Great progress is made as health care works to reach the potential for blockchain


While health care is in the early stages of blockchain testing, followed by other sectors such as the financial services industry, healthcare systems are starting to explore technology despite slower adoption due to regulations, security problems and lack of standardization of data.

Asked when the blockchain is expected to be integrated into the systems of its organization, 32% of the providers and 48% of the health plans have been declared in one or two years, according to a survey conducted by the consulting firm and professional services Accenture.

In addition, 91% of health care managers surveyed indicated that blockchains and smart contracts will be critical to their organizations over the next three years, according to Accenture's Digital Health Technology Vision 2018 Report.

Studying options [19659002] Despite those optimistic expectations for the future of the blockchain, a lot of work is before the technology is ready for use by suppliers. However, research is ongoing.

The Mount Sinai Health System in New York launched the Center for Biomedical Blockchain Research to address health problems using the technology underlying Bitcoin's cryptocurrency and provides a data structure that can be stamped and signed using a private key.

In particular, the center will focus on app development by evaluating blockchain-enabled solutions, collaborating with suppliers who are working on technology, as well as building and testing the systems within Mount Sinai.

Managed by the Mount Sinai Icahn School of Medicine and the Institute for the Next Generation of Health Services, it is the first of its kind in an academic medical center, its leaders say.

"We are very early in the cycle of hype blockchain and there are many promises made about how we will save health care," says Noah Zimmerman, assistant professor of genetics and genomics sciences and director of health data and design center of innovation. "Basically, for us, blockchain is about creating large-scale open networks and encouraging people to take part in it." This is what really excites us. "

" We expect some cases of early use to emerge from areas where existing systems and approaches are insufficient, "adds Joel Dudley, executive vice president of precision health at Mount Sinai and director of the Institute for Next Generation Healthcare.

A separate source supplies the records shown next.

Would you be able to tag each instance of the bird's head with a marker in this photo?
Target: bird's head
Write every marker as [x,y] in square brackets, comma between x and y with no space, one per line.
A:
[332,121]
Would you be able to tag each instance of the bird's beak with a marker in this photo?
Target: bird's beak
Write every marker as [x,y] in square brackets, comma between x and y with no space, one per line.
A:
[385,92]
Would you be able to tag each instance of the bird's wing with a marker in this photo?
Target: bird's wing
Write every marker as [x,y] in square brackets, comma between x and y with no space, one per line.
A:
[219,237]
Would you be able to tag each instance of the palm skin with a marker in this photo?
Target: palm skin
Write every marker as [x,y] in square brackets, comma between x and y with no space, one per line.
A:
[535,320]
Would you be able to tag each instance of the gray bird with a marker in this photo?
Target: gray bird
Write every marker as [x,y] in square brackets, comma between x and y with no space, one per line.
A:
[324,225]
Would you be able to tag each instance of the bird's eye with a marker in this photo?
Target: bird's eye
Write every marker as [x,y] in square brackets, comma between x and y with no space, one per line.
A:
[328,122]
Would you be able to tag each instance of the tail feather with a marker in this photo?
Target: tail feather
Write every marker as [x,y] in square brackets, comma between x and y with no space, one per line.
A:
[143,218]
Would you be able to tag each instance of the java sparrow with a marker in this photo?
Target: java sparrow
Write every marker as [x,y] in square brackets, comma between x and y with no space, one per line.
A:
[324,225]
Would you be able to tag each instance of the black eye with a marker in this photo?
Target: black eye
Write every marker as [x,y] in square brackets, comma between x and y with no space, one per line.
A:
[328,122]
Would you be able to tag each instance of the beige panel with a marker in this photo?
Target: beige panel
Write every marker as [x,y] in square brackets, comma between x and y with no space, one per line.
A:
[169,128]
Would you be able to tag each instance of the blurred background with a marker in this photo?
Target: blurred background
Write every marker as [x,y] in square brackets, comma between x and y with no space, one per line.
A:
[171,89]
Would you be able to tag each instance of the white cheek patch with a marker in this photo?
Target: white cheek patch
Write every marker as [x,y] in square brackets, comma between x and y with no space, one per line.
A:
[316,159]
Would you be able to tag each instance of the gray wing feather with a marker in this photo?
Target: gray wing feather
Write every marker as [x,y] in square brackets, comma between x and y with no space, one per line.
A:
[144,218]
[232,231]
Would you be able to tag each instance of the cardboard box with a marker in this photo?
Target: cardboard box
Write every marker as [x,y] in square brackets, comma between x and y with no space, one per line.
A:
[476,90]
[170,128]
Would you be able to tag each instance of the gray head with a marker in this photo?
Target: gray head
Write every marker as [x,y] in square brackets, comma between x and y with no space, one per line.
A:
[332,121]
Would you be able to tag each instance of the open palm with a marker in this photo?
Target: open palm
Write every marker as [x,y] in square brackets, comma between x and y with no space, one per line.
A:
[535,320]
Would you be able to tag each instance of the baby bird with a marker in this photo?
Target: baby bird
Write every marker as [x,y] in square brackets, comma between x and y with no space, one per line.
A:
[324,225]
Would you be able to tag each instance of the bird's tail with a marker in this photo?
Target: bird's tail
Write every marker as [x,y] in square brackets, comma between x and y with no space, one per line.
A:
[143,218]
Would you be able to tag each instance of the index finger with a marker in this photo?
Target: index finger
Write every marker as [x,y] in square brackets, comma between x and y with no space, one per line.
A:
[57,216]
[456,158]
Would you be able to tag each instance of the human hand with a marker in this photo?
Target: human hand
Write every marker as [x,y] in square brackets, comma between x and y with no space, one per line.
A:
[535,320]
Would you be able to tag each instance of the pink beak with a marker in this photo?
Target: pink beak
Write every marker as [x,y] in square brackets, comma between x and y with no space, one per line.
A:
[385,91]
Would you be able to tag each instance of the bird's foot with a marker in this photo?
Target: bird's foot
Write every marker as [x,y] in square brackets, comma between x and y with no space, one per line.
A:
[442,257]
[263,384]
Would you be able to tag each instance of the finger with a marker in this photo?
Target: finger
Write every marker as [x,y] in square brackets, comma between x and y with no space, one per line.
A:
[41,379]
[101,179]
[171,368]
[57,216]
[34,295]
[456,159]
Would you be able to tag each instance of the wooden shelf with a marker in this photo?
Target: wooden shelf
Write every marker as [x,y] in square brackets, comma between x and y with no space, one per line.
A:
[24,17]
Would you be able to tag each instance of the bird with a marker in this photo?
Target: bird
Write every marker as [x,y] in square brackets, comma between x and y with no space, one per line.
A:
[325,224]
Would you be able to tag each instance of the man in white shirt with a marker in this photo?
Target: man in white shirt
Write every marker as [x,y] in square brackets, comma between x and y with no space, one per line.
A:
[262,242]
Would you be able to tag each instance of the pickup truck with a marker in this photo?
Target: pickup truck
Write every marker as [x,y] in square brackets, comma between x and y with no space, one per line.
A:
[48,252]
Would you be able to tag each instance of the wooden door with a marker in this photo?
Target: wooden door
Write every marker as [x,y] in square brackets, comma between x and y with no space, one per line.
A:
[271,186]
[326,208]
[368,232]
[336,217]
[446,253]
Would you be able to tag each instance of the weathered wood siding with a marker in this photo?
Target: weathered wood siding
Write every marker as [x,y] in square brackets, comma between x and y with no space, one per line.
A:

"The fragmented nature of regional and global health systems prevents the flow of vital information and creates barriers to access for under-served groups," says Dudley. We see the potential of blockchain and related technologies to enable applications that support more unified health ecosystems and serve the major goals of building national and global precision health networks. "

Making the case

By 2020, the IDC research company predicts that 20% of health organizations will have passed the pilot projects and will use the blockchain to manage operations and 39. Patient Identity

Blockchain is seen by advocates as fundamental to building trust in the authenticity and accuracy of shared data.In particular, they see the potential for blockchain in IT health interoperability as a case # 39; Emerging Use.

"While interoperability and HIE structures evolve to address a number of challenges in health, blockchain could provide an alternative for where these technologies could fall In short, "says Mutaz Shegewi, director of research for the transformation strategies of the IT provider to IDC." The possibility of exchanging data in a feasible way beyond and beyond the company level with levels of far greater distribution, distribution and immutability makes the blockchain a noteworthy proposition to explore new ways of shaping the future of health informatics interoperability. "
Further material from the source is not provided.